Mas a Terra ainda compartilha seus segredos. A semente germina. Frutos nascem, flores se abrem, folhagens crescem. Há sabores nos instantes que se eternizam tanto na presença quanto na ausência. Um grito ecoa no escuro. Há olhares que ainda desejam ver além. A terra dá seu fruto, e mãos estendidas partilham o que temos de essencial. E é nesse gesto que, por um instante, descobrimos quem somos.

A literatura do mundo caminha entre sombras, desvendando horizontes que ainda não foram negados. No caos, brota alguma intimidade. E a vulnerabilidade escancara as portas do império do medo. Nos quintais da intolerância, frutas apodrecem — mas seguem nutrindo mentes adormecidas. Ainda há guerra. Ainda há a humanidade, frágil, tentando equilibrar-se entre a utopia e a distopia, entre a poesia e o medo.

Nas bordas celestes de um céu estrelado, acende-se o lampião da sanidade. E o mundo, soterrado sob camadas de absurdos, parece fugir de si mesmo. Esconde-se entre os andarilhos que percorrem ruas vazias, desertas, de cidades esquecidas. Há desertos na alma, há pensamentos que não se dizem, há memórias que insistem em não se apagar.

Agora o mundo silencia. É um silêncio pesado, construído com os próprios produtos de sua arrogância. Pensou, sentiu, construiu — e se omitiu. Planejou, arquitetou — e ruíram todos os castelos. Restaram escombros. Mas mesmo assim, com o pouco que resta, alguém tenta erguer um templo. Um templo feito de tempo, do nada, de tudo que ainda pulsa.

E há quem contemple esse tempo. Há quem continue a sonhar, mesmo como refém de realidades moldadas por pesadelos diários. Há fome que não se sacia, há desejos que não se preenchem com os restos do passado. As noites continuam, consumidas por estrelas indiferentes. E versos cortam o ar como lâminas: poesia feita de absurdos, de quimeras, de sonhos e de esperanças.
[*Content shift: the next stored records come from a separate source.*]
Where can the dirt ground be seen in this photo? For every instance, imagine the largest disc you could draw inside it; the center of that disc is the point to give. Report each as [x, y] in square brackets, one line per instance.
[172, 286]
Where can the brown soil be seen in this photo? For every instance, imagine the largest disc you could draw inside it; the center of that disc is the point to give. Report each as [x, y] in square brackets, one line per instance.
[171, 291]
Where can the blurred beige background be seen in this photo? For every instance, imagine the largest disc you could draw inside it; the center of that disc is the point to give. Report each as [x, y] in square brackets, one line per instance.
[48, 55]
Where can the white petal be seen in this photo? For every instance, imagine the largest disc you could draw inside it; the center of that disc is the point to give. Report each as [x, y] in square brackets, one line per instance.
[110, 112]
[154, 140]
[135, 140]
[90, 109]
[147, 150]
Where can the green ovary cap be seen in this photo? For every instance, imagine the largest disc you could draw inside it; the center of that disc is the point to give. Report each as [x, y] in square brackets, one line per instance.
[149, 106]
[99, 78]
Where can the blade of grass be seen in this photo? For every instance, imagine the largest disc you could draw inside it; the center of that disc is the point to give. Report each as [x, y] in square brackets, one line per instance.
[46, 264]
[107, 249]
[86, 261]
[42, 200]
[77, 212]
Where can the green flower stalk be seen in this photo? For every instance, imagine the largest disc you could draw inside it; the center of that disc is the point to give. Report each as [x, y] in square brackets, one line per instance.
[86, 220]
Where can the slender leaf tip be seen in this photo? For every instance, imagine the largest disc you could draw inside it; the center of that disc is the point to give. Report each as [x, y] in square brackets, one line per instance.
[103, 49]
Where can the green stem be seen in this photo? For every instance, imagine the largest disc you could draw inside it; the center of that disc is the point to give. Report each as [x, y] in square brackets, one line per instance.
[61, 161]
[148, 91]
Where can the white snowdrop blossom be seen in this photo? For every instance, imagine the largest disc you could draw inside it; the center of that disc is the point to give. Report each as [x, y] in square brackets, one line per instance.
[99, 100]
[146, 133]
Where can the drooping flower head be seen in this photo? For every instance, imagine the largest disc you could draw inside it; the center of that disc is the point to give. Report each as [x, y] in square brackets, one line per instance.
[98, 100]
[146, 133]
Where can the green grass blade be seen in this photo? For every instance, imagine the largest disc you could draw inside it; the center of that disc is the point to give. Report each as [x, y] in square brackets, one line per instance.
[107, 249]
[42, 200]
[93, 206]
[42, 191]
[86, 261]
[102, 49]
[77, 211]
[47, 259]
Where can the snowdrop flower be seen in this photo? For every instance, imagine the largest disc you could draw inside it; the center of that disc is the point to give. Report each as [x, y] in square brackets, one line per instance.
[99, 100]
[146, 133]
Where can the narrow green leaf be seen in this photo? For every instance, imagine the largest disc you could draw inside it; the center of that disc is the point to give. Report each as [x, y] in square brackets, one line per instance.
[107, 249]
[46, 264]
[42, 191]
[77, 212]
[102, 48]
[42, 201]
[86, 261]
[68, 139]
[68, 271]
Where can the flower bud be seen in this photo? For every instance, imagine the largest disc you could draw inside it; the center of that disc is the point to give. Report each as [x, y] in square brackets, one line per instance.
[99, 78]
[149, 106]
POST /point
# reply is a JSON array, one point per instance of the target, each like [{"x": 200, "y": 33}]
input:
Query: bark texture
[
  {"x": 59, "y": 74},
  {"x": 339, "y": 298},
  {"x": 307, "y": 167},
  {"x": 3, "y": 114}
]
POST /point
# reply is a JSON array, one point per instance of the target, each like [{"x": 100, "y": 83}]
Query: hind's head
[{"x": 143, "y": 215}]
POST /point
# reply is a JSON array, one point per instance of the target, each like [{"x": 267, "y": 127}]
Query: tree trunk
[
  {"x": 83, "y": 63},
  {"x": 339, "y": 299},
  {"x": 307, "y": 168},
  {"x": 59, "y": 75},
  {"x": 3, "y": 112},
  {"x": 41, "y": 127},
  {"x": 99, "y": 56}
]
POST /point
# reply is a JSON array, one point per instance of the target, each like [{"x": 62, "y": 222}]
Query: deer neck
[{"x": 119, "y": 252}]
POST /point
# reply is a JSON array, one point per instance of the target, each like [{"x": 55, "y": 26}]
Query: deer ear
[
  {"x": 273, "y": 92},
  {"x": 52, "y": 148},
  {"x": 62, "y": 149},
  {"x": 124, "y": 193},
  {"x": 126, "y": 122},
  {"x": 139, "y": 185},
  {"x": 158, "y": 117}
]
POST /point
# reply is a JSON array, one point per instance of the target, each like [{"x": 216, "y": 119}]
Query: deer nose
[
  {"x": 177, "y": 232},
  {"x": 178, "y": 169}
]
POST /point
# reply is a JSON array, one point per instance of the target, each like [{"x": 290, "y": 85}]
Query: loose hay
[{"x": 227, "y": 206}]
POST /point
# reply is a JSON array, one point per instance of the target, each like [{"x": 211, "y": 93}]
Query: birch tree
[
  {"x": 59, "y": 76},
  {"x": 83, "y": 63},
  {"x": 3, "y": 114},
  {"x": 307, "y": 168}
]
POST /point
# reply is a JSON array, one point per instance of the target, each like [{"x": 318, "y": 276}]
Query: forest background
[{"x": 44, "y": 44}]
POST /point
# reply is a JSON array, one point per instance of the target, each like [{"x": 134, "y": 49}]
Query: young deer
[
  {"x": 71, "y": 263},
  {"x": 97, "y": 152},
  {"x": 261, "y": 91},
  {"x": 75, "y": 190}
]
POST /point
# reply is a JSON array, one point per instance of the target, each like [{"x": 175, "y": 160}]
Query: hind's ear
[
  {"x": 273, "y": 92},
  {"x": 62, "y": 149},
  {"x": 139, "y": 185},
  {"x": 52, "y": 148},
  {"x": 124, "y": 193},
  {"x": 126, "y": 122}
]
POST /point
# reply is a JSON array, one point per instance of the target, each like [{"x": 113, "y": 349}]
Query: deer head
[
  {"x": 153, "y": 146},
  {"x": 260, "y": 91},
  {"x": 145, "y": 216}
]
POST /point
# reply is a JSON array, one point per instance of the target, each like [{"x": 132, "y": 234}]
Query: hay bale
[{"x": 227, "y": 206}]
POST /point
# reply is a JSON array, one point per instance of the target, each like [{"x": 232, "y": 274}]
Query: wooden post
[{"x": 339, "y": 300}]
Ainda se ouve o canto triste de sonhadores. Eles permanecem, mesmo em jardins abandonados. Escrevem cartas aos senhores do castelo, como se ainda fosse possível contar-lhes sobre um tempo em que o tempo era rei. Um tempo com rainhas, tronos, castelos, ouro e prata. Um tempo de lenda, talvez. Uma odisseia adormecida.

Talvez o que reste seja apenas isso: o desejo de declamar versos sob o vento, e ouvir nele o sussurro de um hino à esperança. Agora é noite. E o mundo, enfim, adormece.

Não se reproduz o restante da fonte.